我的頭又有些大,索性也不想了,繼續等秦一恒說吧。他估計也是說累了,給我倆一人開了一聽罐裝啤酒,才繼續道,我知道你肯定在想,即便我們去找址簿的誘因是這根莫名其妙出現在我家的陰扣,而根本原因我卻遮遮掩掩地沒有告訴你,今天,我覺得事情已經沒有必要瞞下去了。江爍,我所做的一切都是在為你好,錢是永遠賺不完的,但命卻隻有這麼一條,你明白嗎?

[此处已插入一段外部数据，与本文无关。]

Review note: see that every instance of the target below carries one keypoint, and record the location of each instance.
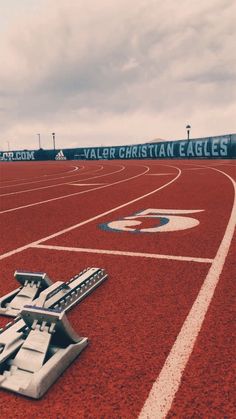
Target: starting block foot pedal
(31, 285)
(49, 348)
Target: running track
(162, 340)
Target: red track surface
(134, 320)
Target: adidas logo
(60, 156)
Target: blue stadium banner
(221, 147)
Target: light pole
(53, 139)
(188, 127)
(39, 140)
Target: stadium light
(39, 141)
(188, 127)
(53, 139)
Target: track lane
(117, 396)
(203, 190)
(30, 226)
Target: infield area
(161, 333)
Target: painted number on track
(154, 221)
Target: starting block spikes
(51, 346)
(39, 344)
(31, 284)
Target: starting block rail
(39, 344)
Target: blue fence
(221, 147)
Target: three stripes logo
(60, 156)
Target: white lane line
(63, 183)
(38, 181)
(159, 174)
(123, 253)
(72, 194)
(39, 177)
(96, 217)
(85, 184)
(167, 384)
(69, 195)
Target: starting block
(31, 286)
(39, 344)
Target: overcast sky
(115, 71)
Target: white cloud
(116, 72)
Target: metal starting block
(39, 344)
(49, 348)
(31, 286)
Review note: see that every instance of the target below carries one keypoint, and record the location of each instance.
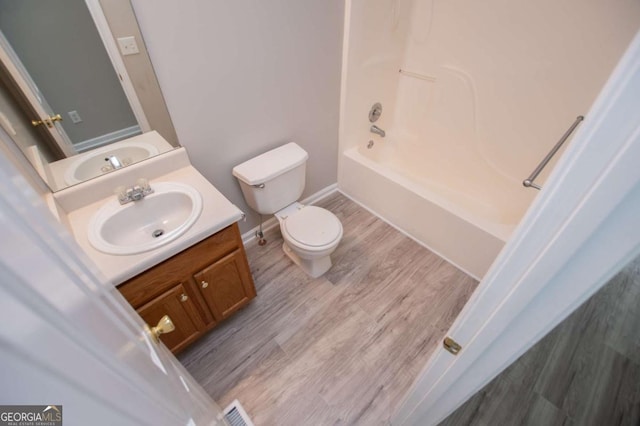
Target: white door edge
(579, 231)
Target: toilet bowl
(310, 235)
(271, 183)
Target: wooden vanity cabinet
(197, 287)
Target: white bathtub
(449, 200)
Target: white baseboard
(272, 222)
(107, 138)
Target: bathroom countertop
(217, 213)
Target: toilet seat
(312, 228)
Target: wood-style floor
(341, 349)
(585, 372)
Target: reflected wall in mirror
(62, 101)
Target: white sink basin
(145, 225)
(93, 163)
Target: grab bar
(528, 182)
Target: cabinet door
(226, 285)
(176, 303)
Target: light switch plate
(128, 45)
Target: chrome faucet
(377, 130)
(114, 162)
(135, 193)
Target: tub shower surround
(473, 96)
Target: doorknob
(165, 325)
(48, 121)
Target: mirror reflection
(61, 100)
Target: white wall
(242, 77)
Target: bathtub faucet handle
(377, 130)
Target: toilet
(271, 184)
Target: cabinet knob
(165, 325)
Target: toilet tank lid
(272, 163)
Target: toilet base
(313, 267)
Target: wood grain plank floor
(341, 349)
(585, 372)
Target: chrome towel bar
(528, 182)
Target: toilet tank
(273, 180)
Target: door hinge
(451, 345)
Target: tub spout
(377, 130)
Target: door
(581, 229)
(69, 338)
(226, 285)
(44, 116)
(176, 303)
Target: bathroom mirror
(69, 98)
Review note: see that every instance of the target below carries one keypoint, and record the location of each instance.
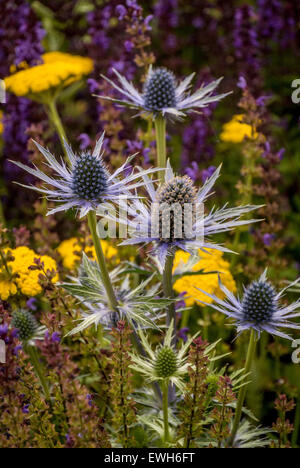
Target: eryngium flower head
(140, 306)
(85, 183)
(259, 308)
(27, 326)
(164, 363)
(188, 229)
(159, 90)
(162, 94)
(177, 193)
(259, 303)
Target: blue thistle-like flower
(89, 178)
(174, 218)
(85, 183)
(166, 362)
(159, 90)
(259, 308)
(162, 94)
(27, 325)
(141, 306)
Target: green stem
(165, 391)
(169, 293)
(242, 392)
(35, 361)
(160, 132)
(296, 424)
(92, 221)
(55, 119)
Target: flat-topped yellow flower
(58, 70)
(70, 252)
(212, 261)
(236, 130)
(20, 276)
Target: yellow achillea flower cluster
(21, 277)
(69, 251)
(235, 131)
(212, 261)
(57, 70)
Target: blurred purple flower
(121, 12)
(31, 303)
(268, 239)
(25, 409)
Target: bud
(159, 90)
(25, 323)
(259, 303)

他這番話我聽得是完全摸不著頭腦,看他的表情很凝重,我心裏隱約浮現出一種不太好的預感。隻見他說完話,又一口氣把啤酒幹了,走到臥室,拿了一個東西出來。這個東西用油布包著,看樣子他還挺愛惜。我看了形狀,心說,是幅油畫?然而,等油布一層一層揭開我才發現,這竟然是九子鎮真龍那個宅子裏的棺材板,我的姓名、生辰八字一字不落地全在上麵。
見是這個東西,我心裏有些毛毛的。這東西和那個來曆不明的衣櫃一樣,有說不出的詭異。秦一恒也沒多跟我解釋,而是緩緩地把棺材板翻了過來,然後一言不發地看著我,等到棺材板的另一麵展現在我眼前,我立刻倒抽了一口冷氣!
這一麵也有字!怎麼之前從沒聽他提起過?而那一晚,我也僅僅是棺材板放在地板上時匆匆看了幾眼。現在看來,想必那時秦一恒就已經發現了背麵有字,特地沒有讓我看到,而我也完全沒想到他會把這塊板帶回來。這實在是太讓我震驚了。然而,這種震驚並沒有持續多久,等到我真正看清了上麵的字之後,我卻忽然沉默了。這幾秒腦袋甚至是一片空白,我不知道這種感受應該被稱作什麼,也許是這一晚擺在我麵前的謎題太深奧了吧。
棺材板的背麵,也是與我有關的,而且關係可能比前麵的生辰八字還要重要,因為上麵寫著:江爍 卒於甲午年丙寅月乙卯日。
這是我的死期嗎?我使勁抽了根煙才轉過臉問秦一恒這句話。他卻搖搖頭,說,我也不知道,不過這個事情,隻怕萬一的。那個九子鎮真龍是高人所布下的,然而為什麼非要引我們去破,我也窺不出端倪,所以,我一直沒有告訴你這件事,隻是怕你會多心,因為現在看來,誰也不能確定這個死期是真的。但即便如此,我們還是有必要查下去,這是賭命勾當,但不賭,江爍,你很可能就真的輸了命。
他的聲音有些沙啞,也不知道是不是煙抽得太頻了,反正,這一會兒的工夫,我們倆的煙誰也沒斷。我平靜了一下,倒不覺得這是多麼恐怖的一件事,我對秦一恒說,按這上麵的日子算下來,我還有兩年活頭,而且,這還不一定是真的,萬一隻是哪個神經病的惡作劇呢?另外,他告訴我這個棺材板的事情,是不是希望我跟著他一起查下去?他點點頭,說,其實他想過了,如果不告訴我,恐怕以後那些不賺錢的宅子我是肯定不跟著去了。